AI Chatbots Could Revolutionize Evidence-Based Medicine, Says New Study
Summary:
Medical researchers from the Icahn School of Medicine at Mount Sinai have conducted a study suggesting that artificial intelligence (AI) chatbots could act as standalone practitioners of evidence-based medicine. Their experiment tested several language-based AI models, with the model ChatGPT 4 outperforming others by achieving a 74% accuracy score. The researchers believe these models could manage patients according to specific guidelines and are a step toward achieving Artificial General Intelligence. However, the study has drawn skepticism due to unclear ethical implications and doubts about the feasibility of Artificial General Intelligence.
Recently, a study by medical scientists at the Icahn School of Medicine at Mount Sinai put artificial intelligence (AI) chatbots under scrutiny.

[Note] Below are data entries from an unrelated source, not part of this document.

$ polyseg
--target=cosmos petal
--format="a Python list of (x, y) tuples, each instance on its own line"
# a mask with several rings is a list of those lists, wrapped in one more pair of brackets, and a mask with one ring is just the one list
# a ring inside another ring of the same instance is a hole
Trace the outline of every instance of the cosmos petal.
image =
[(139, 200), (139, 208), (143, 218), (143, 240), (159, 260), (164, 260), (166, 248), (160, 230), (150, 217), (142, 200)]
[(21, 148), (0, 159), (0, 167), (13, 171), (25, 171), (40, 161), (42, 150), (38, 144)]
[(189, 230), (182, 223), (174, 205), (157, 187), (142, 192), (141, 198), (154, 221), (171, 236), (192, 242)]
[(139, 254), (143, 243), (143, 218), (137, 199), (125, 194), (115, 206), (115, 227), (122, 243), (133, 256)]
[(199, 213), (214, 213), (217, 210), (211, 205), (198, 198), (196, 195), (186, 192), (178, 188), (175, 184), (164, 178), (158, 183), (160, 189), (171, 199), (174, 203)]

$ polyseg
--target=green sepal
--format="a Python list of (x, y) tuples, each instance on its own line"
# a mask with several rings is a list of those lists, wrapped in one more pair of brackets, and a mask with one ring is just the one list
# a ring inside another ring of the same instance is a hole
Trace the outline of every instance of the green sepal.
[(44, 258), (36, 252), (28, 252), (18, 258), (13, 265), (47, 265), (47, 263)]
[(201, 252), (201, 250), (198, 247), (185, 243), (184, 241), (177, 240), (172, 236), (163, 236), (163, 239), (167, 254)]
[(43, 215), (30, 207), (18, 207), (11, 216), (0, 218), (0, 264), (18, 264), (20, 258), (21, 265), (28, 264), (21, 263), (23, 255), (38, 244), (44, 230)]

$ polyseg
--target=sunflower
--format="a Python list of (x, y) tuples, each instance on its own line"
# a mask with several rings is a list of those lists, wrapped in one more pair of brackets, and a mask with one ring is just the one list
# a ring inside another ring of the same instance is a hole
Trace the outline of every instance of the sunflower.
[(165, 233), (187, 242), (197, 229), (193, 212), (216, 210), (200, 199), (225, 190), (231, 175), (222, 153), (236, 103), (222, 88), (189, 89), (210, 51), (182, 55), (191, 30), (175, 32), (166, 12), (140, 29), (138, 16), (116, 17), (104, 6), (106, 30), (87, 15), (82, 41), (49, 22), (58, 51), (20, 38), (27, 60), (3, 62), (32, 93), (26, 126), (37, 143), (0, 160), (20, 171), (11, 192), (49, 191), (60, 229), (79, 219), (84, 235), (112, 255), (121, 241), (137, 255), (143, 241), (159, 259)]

They reached the startling conclusion that "generative large language models act as independent practitioners of evidence-based medicine."
The experiment involved testing various large language-based models (LLMs), including but not limited to Gemini Pro and ChatGPT versions 3.5 and 4, and open-source models like Mixtral-8x7B and LLaMA v2. Each model was fed with prompts such as "you are a medical professor" and asked to propose the appropriate treatment pathway for different test scenarios, adhering to evidence-based medical procedures. The models needed to suggest an immediate course of action, like ordering tests or initiating a treatment protocol, integrate the results and recommend the next step. ChatGPT 4 emerged as the most accurate, with a success rate of 74%, outscoring the runner-up by roughly 10%.
The researchers then inferred from these results that these models can practice medicine autonomously. Citing their research, they stated that "LLMs can function as independent practitioners of evidence-based medicine. They can interact with a real-world healthcare system’s infrastructure, utilising their inherent capabilities to manage patients according to specific guidelines."
Evidence-based medicine (EBM) takes cues from past cases to formulate a plan for subsequent similar conditions. Although EBM could be compared to navigating through a maze of possibilities, it can be tricky to handle the sheer volume of potential interactions and potential treatment routes. This is where LLMs could prove invaluable, claim the scientists, by performing tasks that usually require human expertise and letting the healthcare professionals focus on direct patient care.
However, the study does draw some scepticism due to its unverified belief in the capacities of current LLMs. The researchers purport that "LLMs are sophisticated tools that bring us closer to achieving Artificial General Intelligence," but this claim is not universally accepted.
Similarly, there is no unanimous agreement about whether Artificial General Intelligence is feasible or attainable within a significant timeline. The study's claims about LLMs' reasoning capacities are left unexplained, as are the ethical implications of integrating such unpredictable automated systems into current clinical processes.
Despite the claims made by the Sinai team, crucial questions remain unanswered. It is uncertain what advantages a general chatbot like ChatGPT would offer in a clinical EBM setting compared to the existing system or a custom-made medical LLM trained on a compilation of relevant data.